Rosenblum: One of our priorities at the Department of Justice is to protect our most vulnerable consumers, and this includes children and young people. One thing that came up repeatedly during our symposium is that technology is fast, but the law is slow. If we do not take the time to shape our privacy laws now, I am concerned that any real privacy protections will have little chance of surviving our generation. In keeping with this, one of my highest priorities at the Oregon legislature is the Oregon Student Information Protection Act, Senate Bill 187. After combing through dozens of privacy laws around the country, we decided to start with the thousands of K-12 students in the classroom. This bill is modeled after California’s Student Online Privacy Protection Act, and puts basic, common-sense sidebars around how educational technology providers can use student information collected through their services while generally prohibiting that information from being used for marketing. A very important aspect of this law is that it embraces the Privacy-by-Design model by requiring the educational-technology providers who provide these services to include privacy protections in their product design, rather than requiring school districts, parents or students to opt out or take other affirmative steps to protect themselves. We have seen that the “opt-out” model often leads to long privacy policies that are frequently ignored. Many of our schools don’t have in-house privacy experts who can help them navigate these very complex contracts, so it’s important to put these protections in the statute.
I also introduced Oregon Senate Bill 188, which combats what is commonly called “revenge porn.” These are intimate images that are taken consensually within a romantic relationship and then uploaded without consent on the Internet, often alongside the victim’s name, social media information and address. The consequences of this behavior are truly devastating. A person victimized in this way will have these images turn up whenever they are the subject of an Internet search, and because there is no truly reliable way to remove any content uploaded to the internet, the harm can be lifelong. It took months of work to balance the freedom-of-speech concerns with the gravity of the conduct, but I am very confident in our result.
The Privacy Advisor: The Federal Aviation Administration (FAA) recently released proposed regulations for the use of unmanned aircraft systems, more commonly known as drones. The public has debated whether drones represent potentially dangerous invasions of privacy or are positive technological innovations that should not be heavily regulated. Have you heard from Oregon citizens about how they feel about drones and privacy? Do you support the FAA’s decision to propose regulations?

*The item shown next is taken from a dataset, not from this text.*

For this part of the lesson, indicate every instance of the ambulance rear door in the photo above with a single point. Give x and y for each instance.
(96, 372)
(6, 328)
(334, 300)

Rosenblum: Because Oregon houses several large manufacturers of drone technology, this issue came to us early and we were among the very first state legislatures to craft a legislative response. While I certainly welcome federal guidance on this issue, I also anticipate further work to be done at the state level. Drones can be useful, but like all tools, they can be misused. I look forward to continuing to study drones as part of the much larger continuing conversation around balancing the incredible potential of these exciting new technologies with the need to defend our privacy as citizens.
The Privacy Advisor: Both data use and data loss issues affect state government and its agencies, just as they do private industry. In many cases, your office advises government agencies on their legal and compliance obligations. How does your role in this respect impact your regulatory and enforcement roles in connection with the privacy obligations of private entities doing business in Oregon or concerning information on Oregonians?
Rosenblum: Under our laws, the rules around protecting personal information apply equally to state agencies and to industry. My office has protocols in place to deal with situations of this nature.